The Body: A Guide for Occupants
- Author: Bill Bryson
- Language: English
- Genre: Science, non-fiction
- Publisher: Doubleday
- Publication date: 3 October 2019
- Publication place: United Kingdom
- Media type: Hardcover
- Pages: 464
- ISBN: 085752240X
- OCLC: 978-0857522405

= The Body: A Guide for Occupants =

Non-fiction book by Bill Bryson

The Body: A Guide for Occupants is a non-fiction book by British-American author Bill Bryson, first published in 2019.

It is Bryson's second book of popular science, with the first being A Short History of Nearly Everything published in 2003. After a brief introduction, the book divides itself into several chapters, each of which describes a particular part of the body or, as in the two chapters on diseases, problems that the body can be faced with.
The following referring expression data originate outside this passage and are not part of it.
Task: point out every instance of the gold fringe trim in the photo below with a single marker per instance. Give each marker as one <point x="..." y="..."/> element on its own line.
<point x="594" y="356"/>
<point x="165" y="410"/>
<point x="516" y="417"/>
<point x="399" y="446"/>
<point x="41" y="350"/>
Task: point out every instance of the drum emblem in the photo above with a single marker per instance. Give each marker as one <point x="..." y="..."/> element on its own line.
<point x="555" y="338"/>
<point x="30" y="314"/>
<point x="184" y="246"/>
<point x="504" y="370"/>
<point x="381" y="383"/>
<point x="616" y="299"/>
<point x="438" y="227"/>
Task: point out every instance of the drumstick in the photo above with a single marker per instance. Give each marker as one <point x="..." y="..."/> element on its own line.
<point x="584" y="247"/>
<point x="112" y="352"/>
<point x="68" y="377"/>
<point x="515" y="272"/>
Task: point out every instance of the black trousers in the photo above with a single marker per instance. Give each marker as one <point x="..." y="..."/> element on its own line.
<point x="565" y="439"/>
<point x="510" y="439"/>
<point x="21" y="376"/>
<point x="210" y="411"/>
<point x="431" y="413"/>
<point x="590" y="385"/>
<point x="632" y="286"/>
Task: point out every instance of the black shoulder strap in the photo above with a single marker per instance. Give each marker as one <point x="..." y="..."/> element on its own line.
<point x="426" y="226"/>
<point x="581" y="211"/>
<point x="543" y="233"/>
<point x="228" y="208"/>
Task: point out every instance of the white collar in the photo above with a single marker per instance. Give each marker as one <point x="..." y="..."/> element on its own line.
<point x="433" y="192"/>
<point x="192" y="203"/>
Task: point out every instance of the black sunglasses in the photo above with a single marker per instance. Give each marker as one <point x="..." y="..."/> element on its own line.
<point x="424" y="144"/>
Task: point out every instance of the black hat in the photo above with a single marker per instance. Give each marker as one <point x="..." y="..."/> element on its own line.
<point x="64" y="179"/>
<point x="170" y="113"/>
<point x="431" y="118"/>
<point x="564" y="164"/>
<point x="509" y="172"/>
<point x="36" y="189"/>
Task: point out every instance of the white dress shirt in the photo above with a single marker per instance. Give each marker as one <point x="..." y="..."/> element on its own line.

Within each chapter, Bryson describes the function of the relevant biological system, emphasising the history of the scientific developments that led to the current understanding, all with the humour that is characteristic of his writing.

The book has received generally positive reviews with The Guardian headlining their review with "Extraordinary stories about the heart, lungs, genitals ... plus some anger and life advice – all delivered in the inimitable Bryson style". The Independent similarly praised the book for the wide array of dispensable facts contained within the book.